Guwahati: To boost trade with India from USD 15 billion at present, Australia is exploring investment opportunities in the areas of mining, tourism, education, food processing and organic farming in the Northeast.
Citing trade with China, which stands at USD 160 billion, Australia's High Commissioner to India Patrick Suckling told reporters here that it presents a huge opportunity for the Australian companies.
"The bilateral trade between India and Australia is expected to grow manifold in next 20 years," Suckling said.
He, however, declined to put a number on the expected rise in bilateral trade in the next five years.
Suckling said the major sectors for growth of bilateral trade will be mining, education and skill development, agriculture and tourism among others.
"There is a big enthusiasm for (Narendra) Modi government and people are exploring possibilities to invest in India. Around 450 Australian companies came to India earlier this year and they want to be a part of the growth story here," Suckling said.
As part of the process to explore newer areas and region for investment by the Australian firms, the High Commissioner is currently on a visit to the Northeastern region.
"I am visiting the Northeast to study and explore investment possibilities for our companies. So far, I have talked with Chief Ministers of Meghalaya and Assam. My next stop will be Manipur," he added.

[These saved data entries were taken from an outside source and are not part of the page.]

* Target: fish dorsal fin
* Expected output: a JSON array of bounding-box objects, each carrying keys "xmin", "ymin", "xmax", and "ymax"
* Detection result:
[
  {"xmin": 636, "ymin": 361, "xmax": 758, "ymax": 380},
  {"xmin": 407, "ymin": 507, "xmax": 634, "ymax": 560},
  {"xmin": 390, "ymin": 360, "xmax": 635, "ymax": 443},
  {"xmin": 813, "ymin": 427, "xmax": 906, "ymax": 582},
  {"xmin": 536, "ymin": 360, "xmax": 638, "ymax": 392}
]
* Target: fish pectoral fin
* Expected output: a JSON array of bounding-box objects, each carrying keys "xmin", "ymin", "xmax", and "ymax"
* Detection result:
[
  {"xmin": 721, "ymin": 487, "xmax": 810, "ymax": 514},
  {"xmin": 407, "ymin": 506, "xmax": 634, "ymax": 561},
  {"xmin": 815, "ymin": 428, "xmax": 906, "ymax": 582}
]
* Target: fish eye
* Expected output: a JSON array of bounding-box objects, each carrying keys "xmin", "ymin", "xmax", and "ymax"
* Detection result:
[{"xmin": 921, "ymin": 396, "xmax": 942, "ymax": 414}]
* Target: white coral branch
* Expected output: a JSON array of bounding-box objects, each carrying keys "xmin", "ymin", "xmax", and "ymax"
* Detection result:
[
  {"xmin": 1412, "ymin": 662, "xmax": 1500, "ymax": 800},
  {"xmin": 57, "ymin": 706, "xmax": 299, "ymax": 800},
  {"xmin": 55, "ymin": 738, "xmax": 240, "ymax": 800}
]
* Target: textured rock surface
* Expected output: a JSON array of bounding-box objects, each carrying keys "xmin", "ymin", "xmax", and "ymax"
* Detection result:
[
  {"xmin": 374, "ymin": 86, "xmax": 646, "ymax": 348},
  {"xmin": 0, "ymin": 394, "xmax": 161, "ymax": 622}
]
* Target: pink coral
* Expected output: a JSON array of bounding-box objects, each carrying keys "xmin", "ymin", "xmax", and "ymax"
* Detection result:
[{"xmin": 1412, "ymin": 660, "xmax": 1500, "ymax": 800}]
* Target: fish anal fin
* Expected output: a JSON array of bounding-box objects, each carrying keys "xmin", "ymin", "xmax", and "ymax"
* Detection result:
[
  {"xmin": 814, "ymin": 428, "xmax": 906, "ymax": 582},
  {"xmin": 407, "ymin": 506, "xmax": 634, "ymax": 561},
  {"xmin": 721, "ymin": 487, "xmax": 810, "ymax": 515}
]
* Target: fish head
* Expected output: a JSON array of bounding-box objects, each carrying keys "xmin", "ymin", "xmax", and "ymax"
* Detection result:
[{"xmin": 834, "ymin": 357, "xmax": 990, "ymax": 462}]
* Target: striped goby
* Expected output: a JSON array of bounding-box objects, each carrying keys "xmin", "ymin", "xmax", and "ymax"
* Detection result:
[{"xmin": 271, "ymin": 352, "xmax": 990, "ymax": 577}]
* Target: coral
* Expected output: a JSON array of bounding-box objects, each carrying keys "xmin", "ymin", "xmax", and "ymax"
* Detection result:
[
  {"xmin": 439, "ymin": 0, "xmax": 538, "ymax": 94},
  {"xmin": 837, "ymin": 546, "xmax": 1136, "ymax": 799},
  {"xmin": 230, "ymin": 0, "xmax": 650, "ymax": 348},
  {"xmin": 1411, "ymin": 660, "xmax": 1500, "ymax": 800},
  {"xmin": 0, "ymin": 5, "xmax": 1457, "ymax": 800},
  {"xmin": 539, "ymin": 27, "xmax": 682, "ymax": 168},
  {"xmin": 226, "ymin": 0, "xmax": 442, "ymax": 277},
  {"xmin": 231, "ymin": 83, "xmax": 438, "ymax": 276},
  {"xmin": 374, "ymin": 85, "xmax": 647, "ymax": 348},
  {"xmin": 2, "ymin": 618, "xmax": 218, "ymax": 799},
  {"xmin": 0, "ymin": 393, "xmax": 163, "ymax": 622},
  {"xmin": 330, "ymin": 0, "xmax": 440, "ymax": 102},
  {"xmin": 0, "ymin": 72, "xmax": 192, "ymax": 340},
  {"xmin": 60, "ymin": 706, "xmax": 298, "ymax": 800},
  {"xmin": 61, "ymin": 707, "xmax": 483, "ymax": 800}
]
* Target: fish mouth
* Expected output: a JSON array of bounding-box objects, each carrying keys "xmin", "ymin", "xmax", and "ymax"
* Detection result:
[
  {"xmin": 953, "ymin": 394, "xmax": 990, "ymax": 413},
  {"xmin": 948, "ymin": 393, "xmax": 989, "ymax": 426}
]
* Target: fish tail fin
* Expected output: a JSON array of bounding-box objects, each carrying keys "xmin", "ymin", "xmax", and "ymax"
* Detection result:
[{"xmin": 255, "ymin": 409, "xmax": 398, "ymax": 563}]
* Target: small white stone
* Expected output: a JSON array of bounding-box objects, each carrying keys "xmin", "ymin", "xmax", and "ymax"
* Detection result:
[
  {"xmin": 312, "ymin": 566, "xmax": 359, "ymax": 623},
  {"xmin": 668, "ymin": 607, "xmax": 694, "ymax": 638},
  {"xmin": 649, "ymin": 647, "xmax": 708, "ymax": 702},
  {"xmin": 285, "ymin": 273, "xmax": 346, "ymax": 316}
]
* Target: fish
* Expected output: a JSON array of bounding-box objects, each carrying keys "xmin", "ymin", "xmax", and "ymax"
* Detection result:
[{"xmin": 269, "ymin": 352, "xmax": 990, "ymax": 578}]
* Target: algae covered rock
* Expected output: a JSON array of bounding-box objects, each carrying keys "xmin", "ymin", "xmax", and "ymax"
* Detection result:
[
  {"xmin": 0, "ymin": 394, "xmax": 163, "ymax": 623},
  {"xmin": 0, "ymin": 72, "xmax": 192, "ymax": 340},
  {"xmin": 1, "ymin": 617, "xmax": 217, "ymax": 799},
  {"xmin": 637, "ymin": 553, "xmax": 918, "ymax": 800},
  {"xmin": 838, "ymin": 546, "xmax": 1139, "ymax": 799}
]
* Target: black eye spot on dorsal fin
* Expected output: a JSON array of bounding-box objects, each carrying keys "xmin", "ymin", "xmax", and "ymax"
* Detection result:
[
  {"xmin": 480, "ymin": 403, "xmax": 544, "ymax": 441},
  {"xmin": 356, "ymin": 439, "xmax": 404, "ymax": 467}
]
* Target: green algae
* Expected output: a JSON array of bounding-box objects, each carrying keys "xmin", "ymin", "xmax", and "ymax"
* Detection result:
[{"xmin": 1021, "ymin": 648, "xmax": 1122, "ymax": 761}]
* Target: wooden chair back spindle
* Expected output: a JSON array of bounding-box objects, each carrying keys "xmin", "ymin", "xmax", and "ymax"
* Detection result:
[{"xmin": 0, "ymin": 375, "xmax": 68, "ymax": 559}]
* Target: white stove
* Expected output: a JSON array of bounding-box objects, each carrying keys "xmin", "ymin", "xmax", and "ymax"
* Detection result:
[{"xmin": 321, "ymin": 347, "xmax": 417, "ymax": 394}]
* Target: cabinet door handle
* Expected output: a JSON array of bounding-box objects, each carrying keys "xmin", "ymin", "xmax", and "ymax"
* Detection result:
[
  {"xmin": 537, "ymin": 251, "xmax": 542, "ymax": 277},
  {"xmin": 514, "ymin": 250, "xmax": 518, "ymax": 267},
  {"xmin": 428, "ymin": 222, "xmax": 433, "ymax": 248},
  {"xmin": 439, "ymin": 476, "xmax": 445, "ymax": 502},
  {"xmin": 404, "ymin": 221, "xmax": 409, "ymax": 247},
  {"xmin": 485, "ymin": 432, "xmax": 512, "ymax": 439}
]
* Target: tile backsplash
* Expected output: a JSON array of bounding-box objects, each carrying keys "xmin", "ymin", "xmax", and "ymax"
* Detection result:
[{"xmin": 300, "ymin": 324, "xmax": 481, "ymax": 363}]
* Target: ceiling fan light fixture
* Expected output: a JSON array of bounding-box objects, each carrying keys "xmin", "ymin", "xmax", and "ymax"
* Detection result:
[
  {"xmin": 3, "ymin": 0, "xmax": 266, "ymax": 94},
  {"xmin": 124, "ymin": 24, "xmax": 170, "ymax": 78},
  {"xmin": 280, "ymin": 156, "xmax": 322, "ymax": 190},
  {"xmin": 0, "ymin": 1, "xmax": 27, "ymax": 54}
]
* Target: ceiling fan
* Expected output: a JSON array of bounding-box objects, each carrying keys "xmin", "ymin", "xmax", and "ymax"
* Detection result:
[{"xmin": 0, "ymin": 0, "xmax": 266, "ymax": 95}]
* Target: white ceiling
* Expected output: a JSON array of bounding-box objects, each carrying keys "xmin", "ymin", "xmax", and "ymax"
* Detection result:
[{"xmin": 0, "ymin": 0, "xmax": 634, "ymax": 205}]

The envoy said the priorities of the governments in this region are management and utilisation of water, agriculture, irrigation, dairy, education and skill development.
He added that mining, tourism, food processing and organic farming could be other areas of interests for Australian companies in Northeast.
"Assam is growing very positively. In Assam, there is a very serious need of having better connecting roads, making transport hubs, urban planning and water management systems," he said.
The envoy said the importance of the region will grow manifold if trade-ways open up via ports in Bangladesh and through Myanmar to other South Asian nations.
Suckling said the mindset of Northeast is open for having Australian investments in the region, but there are "some sentimental issues regarding the tribal people and land".
When asked if he had any discussion on the contentious land acquisition issue for setting up industries, Suckling said he had "only general discussion" with the Chief Ministers and "no detailed discussion on land" took place.
"Nationally, everyone, including all political parties, has agreed that you need land for growth. But it should be acquired considering all the stakeholders," he added.